I actually think you have something there. For example, I received a concussion as an adolescent that causes me migraines when exposed to sunlight. Getting down to the culprit is the right attitude... Though the cost of an MRI could be a pain.
Key is a valid excuse to get insurance to pay for it. Anyway, the struggle will be to get a type that insurance will pay for that is also useful for its actual purpose. Is it fMRI or some other kind?
There's a study from PubMed I got off my uni's database. Wish I could link it, but here's the abstract:
Disorder and Nonverbal Learning Disabilities
Margaret Semrud-Clikeman, PhD1, and Jodene Fine, PhD1
Abstract
The main purpose of this study was to report the existence of previously unidentified brain cysts or lesions in children with nonverbal learning disabilities, Asperger syndrome, or controls. The authors compared the incidence of cysts or lesions on magnetic resonance images (MRIs) in 28 children with nonverbal learning disability, 26 children with Asperger syndrome, and 24 typical controls for abnormalities. In this study, the authors found 25% of children previously diagnosed with nonverbal learning disability to have unsuspected brain abnormalities generally including cysts or lesions in the occipital region, compared with approximately 4% in the Asperger syndrome or control group. The cysts/lesions were found mainly in the occipital lobe, an area responsible for visual/spatial reasoning. It is appropriate to speculate that there might be a connection between anomalous brain development and skill differences among these groups.
Another one, which is just a case study:
Steven Paul Woods1, Michael Weinborn2, J.D. Ball1, Stephanie Tiller-Nevin1, and Treven C. Pickett
The Virginia Consortium Program in Clinical Psychology, and Eastern Virginia Medical School, Norfolk, VA 23507, USA
ABSTRACT
This paper discusses the implications of Periventricular Leukomalacia (PVL) lesions for the development of Nonverbal Learning Disabilities (NLD) as illustrated through an identical twin case study. PVL lesions were identi®ed in an 8-year-old child, but were not detected in his identical twin brother who served as a matched comparison. While the nonclinical twin displayed a largely unremarkable neuropsychological pro®le, the clinical twin evidenced a distinct pattern of social, intellectual, academic, and neuropsychological test results
often identi®ed among children with PVL and those with the NLD syndrome. The clinical and theoretical implications for this case study are discussed.
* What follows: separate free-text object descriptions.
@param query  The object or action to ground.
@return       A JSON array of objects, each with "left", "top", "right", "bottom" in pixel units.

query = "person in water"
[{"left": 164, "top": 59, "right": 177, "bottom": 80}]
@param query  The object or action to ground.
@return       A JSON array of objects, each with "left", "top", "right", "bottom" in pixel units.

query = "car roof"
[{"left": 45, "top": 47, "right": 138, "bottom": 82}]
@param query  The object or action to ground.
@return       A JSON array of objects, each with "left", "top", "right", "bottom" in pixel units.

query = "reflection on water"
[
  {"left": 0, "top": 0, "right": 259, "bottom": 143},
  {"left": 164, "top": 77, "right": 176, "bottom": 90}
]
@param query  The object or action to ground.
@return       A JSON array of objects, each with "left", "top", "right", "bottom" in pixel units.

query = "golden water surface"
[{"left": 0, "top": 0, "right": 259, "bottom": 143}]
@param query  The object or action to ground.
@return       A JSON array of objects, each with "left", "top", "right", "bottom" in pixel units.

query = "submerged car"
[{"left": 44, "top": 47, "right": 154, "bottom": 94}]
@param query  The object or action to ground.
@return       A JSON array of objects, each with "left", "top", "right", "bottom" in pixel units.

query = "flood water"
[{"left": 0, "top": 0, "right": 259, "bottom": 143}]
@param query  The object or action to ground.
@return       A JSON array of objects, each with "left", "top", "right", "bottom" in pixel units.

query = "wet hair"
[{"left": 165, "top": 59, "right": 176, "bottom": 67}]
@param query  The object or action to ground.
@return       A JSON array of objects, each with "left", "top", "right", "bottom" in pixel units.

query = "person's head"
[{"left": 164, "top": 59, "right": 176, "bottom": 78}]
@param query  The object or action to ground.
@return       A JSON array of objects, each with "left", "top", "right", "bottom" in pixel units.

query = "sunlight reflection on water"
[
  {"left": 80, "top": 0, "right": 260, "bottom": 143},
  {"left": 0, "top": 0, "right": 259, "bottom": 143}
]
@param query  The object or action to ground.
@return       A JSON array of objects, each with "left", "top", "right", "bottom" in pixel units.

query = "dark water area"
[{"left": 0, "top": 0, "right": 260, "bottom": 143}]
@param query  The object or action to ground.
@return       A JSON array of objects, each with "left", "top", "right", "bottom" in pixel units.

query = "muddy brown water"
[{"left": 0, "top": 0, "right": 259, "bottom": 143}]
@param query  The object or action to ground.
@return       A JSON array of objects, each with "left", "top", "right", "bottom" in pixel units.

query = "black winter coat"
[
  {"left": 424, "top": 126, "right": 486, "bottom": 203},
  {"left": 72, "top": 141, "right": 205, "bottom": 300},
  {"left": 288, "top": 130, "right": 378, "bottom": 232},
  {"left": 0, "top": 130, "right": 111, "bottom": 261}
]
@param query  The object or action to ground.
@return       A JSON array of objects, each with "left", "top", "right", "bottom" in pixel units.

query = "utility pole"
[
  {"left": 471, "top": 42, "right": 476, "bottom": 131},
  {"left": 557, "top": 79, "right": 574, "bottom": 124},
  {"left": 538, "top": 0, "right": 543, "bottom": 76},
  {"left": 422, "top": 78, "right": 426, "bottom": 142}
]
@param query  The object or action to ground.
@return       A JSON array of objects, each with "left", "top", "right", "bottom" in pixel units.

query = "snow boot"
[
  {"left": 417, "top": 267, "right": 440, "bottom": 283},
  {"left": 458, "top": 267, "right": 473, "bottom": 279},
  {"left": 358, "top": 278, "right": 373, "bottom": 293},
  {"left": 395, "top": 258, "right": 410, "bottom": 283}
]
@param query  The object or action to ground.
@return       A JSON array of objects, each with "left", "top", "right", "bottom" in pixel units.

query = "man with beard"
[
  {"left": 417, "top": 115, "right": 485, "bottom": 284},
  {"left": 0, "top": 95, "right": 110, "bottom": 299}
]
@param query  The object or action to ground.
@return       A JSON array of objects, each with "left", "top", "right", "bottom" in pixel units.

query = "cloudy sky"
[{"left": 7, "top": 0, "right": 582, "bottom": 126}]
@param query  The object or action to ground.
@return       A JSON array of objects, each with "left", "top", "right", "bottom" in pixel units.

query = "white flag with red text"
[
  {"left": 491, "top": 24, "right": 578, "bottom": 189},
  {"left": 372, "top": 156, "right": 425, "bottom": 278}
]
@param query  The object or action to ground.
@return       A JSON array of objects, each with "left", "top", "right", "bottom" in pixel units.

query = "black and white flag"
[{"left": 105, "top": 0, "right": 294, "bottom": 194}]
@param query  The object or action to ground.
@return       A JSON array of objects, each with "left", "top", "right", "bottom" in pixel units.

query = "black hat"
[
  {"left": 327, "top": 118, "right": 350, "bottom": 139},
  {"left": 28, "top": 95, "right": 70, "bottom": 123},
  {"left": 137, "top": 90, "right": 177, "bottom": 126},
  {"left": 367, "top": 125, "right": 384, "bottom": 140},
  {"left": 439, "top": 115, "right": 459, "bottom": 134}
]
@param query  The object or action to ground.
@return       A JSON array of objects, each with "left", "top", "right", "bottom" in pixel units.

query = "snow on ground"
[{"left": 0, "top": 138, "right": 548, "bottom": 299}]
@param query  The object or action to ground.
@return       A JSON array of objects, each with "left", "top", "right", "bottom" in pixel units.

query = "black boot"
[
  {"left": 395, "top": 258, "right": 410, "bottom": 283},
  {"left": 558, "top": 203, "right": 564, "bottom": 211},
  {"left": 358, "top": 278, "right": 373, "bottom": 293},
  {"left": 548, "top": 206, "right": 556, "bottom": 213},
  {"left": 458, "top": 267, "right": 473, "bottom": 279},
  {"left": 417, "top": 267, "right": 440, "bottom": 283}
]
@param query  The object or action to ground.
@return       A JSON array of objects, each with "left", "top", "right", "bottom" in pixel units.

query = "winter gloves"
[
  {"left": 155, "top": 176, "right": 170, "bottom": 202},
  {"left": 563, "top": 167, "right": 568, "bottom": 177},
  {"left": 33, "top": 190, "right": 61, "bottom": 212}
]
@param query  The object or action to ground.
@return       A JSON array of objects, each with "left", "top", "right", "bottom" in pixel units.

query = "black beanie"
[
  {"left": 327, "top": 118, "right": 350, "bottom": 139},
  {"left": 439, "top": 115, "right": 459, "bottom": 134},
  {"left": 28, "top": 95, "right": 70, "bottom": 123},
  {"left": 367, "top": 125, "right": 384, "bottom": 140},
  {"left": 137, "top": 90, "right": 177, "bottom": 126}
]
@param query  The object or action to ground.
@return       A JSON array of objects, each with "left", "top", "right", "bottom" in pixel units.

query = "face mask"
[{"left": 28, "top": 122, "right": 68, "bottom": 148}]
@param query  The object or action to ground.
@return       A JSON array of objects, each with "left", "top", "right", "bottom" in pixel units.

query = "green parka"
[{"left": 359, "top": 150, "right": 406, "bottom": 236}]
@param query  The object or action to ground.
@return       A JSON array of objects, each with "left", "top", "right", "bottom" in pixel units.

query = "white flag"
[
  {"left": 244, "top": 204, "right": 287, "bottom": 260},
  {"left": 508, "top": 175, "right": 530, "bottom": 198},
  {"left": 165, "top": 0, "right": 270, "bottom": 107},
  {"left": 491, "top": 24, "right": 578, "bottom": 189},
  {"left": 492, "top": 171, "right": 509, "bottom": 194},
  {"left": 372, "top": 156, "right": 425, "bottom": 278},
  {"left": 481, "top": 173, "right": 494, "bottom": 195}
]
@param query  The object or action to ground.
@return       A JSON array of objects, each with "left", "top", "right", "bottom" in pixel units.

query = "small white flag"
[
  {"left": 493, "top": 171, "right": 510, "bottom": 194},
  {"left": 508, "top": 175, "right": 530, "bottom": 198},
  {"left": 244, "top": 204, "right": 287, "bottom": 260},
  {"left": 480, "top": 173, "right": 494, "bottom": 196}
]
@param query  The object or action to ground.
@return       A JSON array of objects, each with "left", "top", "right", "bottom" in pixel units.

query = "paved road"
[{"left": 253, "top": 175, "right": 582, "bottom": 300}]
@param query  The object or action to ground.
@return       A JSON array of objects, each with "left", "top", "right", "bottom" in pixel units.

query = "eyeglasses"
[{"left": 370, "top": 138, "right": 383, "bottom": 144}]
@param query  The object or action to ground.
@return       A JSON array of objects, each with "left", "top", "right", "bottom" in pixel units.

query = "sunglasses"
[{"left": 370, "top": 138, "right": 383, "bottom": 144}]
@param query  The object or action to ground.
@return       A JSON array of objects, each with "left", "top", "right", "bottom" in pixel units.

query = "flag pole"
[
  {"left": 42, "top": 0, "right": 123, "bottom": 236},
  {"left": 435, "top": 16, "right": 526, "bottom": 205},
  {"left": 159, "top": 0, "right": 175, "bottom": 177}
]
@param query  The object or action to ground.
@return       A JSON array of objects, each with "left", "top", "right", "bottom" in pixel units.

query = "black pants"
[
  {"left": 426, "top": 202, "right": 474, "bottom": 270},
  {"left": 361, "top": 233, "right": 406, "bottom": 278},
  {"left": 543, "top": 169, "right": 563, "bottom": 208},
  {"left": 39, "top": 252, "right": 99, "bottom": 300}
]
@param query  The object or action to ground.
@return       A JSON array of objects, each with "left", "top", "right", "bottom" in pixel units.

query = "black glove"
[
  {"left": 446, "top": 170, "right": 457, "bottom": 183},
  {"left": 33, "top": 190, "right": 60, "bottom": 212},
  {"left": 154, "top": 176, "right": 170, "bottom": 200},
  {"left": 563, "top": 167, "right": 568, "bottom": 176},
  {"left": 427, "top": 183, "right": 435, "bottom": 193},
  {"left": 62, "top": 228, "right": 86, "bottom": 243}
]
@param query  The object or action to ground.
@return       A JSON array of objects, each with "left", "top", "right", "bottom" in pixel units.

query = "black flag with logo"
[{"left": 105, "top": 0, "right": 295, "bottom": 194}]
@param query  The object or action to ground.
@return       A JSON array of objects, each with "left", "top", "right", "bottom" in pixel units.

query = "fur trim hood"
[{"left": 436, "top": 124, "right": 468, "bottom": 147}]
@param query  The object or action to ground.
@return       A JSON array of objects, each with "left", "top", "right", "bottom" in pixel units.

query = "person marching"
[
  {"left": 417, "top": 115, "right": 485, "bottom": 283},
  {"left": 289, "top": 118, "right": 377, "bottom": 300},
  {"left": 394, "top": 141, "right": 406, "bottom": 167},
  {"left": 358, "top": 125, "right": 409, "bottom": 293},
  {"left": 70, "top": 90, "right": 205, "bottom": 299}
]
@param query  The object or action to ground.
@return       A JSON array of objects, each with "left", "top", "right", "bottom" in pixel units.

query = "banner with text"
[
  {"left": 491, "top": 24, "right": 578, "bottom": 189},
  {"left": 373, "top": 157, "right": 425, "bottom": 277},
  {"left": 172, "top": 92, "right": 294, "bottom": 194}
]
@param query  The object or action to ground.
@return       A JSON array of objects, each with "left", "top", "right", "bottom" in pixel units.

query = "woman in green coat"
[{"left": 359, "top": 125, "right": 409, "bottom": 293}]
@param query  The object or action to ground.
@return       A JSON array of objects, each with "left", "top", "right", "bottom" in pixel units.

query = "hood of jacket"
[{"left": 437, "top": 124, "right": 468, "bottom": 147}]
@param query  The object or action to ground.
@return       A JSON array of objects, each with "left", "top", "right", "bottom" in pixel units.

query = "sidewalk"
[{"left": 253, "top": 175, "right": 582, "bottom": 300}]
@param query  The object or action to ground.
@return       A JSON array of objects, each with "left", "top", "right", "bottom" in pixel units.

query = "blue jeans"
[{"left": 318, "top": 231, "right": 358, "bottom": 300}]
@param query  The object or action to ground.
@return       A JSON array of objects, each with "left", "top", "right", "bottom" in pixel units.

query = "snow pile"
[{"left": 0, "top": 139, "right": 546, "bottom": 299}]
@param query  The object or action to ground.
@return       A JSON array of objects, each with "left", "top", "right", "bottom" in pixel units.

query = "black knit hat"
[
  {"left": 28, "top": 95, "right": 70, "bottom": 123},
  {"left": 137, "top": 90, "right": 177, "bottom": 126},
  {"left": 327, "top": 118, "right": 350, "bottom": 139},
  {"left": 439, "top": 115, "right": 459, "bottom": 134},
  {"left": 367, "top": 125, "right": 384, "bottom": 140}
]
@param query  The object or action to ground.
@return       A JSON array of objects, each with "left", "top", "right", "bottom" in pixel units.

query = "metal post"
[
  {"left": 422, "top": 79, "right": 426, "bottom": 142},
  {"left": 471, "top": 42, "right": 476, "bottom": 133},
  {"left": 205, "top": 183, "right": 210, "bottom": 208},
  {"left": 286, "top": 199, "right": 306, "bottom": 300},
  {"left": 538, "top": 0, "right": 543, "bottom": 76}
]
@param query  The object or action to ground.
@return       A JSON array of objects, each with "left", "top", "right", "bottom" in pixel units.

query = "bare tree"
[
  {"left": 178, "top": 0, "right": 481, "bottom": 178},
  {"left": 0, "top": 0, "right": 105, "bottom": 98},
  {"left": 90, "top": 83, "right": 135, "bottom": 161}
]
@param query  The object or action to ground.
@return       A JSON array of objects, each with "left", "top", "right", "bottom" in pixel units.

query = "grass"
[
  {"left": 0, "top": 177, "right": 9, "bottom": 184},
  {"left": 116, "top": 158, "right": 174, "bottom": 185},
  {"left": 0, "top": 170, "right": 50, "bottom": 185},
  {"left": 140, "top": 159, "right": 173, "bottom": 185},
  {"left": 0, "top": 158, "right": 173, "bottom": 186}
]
I have worse NLD than the kid with lesions. Much, much worse, in fact. My VIQ is higher, but my PIQ is 17 points lower.
I it is very unlikely you will be able to get insurance to pay for it. In order to get an MRI, you may have to go to one of those private clinics where you pay out of pocket. Why? Because doctors must order tests within the parameters of medical billing codes. They won't order a test unless it is justified under the diagnosis that they give you. They may even be curious themselves about what the results of a particular test would be, but even they can't order tests based on their curiosity, let alone based on your curiosity.
If you present with migraines, they are obliged to start testing and treatment based on it actually being migraines. Ruling out brain tumors is something they do only if they have a clinical suspicion. Even if you google why doctors might suspect your headaches are caused by a tumor (and I suppose you already have) if what you have doesn't present as tumor symptoms, there is no justification for ruling out a tumor. For one thing, the headaches of a brain tumor are usually caused by intracranial pressure,, which is different from what causes the headaches of a migraine (dilated blood vessels and chemicals released). So if you are already under treatment for migraines, there isn't much reason for clinical suspicion. Which is not to say that a person with a migraine couldn't also get a brain tumor, but there needs to be clinical suspicion on the part of the doctor.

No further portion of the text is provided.